You know how uplifting people so like, if you, if you think about it by the way, the uplifting can be very local. Do you think? It's like if you're just uplifting your brother and sister, you're uplifting your kids, you're uplifting, you know your friends and and the people in your community, you're going to get meaning from that. AI cannot uplift people the same way humans can. It can't serve people the same way humans can.

It can't have the same impact on our immediate family, on our friends, on our loved ones the same way that humans can. So even though AI is getting very powerful, it's nowhere close to replacing humans. And AI is always trained on human data. AI is always being trained with what humans are doing. It's a system that tries to mimic human behavior and human prediction.

So I look at AI the same way.

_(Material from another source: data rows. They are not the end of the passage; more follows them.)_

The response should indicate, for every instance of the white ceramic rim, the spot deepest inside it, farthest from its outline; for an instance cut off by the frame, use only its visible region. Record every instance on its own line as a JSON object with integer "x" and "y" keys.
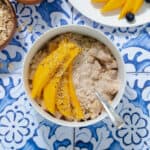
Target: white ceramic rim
{"x": 91, "y": 13}
{"x": 81, "y": 30}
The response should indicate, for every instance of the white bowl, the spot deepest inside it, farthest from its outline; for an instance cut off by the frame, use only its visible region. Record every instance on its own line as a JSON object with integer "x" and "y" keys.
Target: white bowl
{"x": 81, "y": 30}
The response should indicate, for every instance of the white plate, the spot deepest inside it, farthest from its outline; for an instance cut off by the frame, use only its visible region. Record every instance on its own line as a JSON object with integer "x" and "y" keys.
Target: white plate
{"x": 93, "y": 12}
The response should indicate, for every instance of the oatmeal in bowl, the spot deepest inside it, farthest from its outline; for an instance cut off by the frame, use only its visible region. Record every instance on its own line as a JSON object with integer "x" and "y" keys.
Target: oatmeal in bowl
{"x": 63, "y": 68}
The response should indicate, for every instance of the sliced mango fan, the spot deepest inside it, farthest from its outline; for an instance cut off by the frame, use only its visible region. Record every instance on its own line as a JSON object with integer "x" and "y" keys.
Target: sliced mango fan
{"x": 53, "y": 83}
{"x": 126, "y": 6}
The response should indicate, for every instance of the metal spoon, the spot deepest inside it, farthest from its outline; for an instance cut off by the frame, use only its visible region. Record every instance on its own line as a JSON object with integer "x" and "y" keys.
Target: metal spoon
{"x": 115, "y": 118}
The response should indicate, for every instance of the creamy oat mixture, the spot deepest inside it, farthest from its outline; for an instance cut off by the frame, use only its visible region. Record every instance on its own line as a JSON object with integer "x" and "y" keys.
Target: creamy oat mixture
{"x": 95, "y": 67}
{"x": 6, "y": 23}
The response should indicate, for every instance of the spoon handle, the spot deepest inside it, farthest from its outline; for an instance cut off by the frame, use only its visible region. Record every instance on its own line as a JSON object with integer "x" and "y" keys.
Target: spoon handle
{"x": 115, "y": 118}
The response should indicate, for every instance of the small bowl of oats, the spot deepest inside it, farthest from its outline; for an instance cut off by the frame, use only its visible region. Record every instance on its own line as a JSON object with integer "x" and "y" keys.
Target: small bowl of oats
{"x": 7, "y": 23}
{"x": 62, "y": 69}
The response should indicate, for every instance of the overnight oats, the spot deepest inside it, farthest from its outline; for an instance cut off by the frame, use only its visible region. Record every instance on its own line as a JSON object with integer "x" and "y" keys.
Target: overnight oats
{"x": 64, "y": 73}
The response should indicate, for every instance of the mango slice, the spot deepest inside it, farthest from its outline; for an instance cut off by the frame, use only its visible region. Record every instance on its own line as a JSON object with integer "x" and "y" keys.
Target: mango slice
{"x": 112, "y": 5}
{"x": 126, "y": 8}
{"x": 74, "y": 100}
{"x": 47, "y": 68}
{"x": 51, "y": 88}
{"x": 137, "y": 5}
{"x": 63, "y": 99}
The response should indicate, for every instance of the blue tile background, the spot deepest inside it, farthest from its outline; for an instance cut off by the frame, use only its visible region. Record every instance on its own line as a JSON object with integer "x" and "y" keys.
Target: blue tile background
{"x": 22, "y": 128}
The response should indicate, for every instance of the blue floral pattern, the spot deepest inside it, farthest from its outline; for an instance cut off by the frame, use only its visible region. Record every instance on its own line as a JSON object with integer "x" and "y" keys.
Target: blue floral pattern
{"x": 22, "y": 128}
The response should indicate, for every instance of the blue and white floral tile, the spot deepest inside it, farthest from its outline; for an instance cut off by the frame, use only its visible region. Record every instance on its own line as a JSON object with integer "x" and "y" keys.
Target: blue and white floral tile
{"x": 134, "y": 108}
{"x": 21, "y": 127}
{"x": 32, "y": 22}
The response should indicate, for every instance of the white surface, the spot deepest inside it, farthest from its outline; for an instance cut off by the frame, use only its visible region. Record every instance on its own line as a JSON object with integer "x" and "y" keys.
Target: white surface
{"x": 92, "y": 11}
{"x": 85, "y": 31}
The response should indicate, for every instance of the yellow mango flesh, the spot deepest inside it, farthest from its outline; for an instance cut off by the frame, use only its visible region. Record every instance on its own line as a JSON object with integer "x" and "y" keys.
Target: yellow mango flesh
{"x": 98, "y": 1}
{"x": 74, "y": 100}
{"x": 49, "y": 95}
{"x": 126, "y": 8}
{"x": 137, "y": 5}
{"x": 50, "y": 90}
{"x": 112, "y": 5}
{"x": 63, "y": 98}
{"x": 47, "y": 68}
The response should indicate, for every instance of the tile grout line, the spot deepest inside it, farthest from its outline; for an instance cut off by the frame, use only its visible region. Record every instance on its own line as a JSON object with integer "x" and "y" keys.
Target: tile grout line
{"x": 74, "y": 138}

I would even go a step further and say that a lot of people concerned about artificial intelligence should look at it more of an iterative step. It's one more thing that will make things more efficient, make things faster, quicker, just like we've been doing over the past 20 years. We've seen these type of developments over and over again.

When we look at all these type of developments, they do have some major impacts, but ultimately humans find ways to create unique value, to add value to different companies and in a world is becoming increasingly artificial. I think there's going to be. More need for humans than ever. So those are my major takeaways from this Jeff Bezos interview. Hope you enjoyed. See in the next one.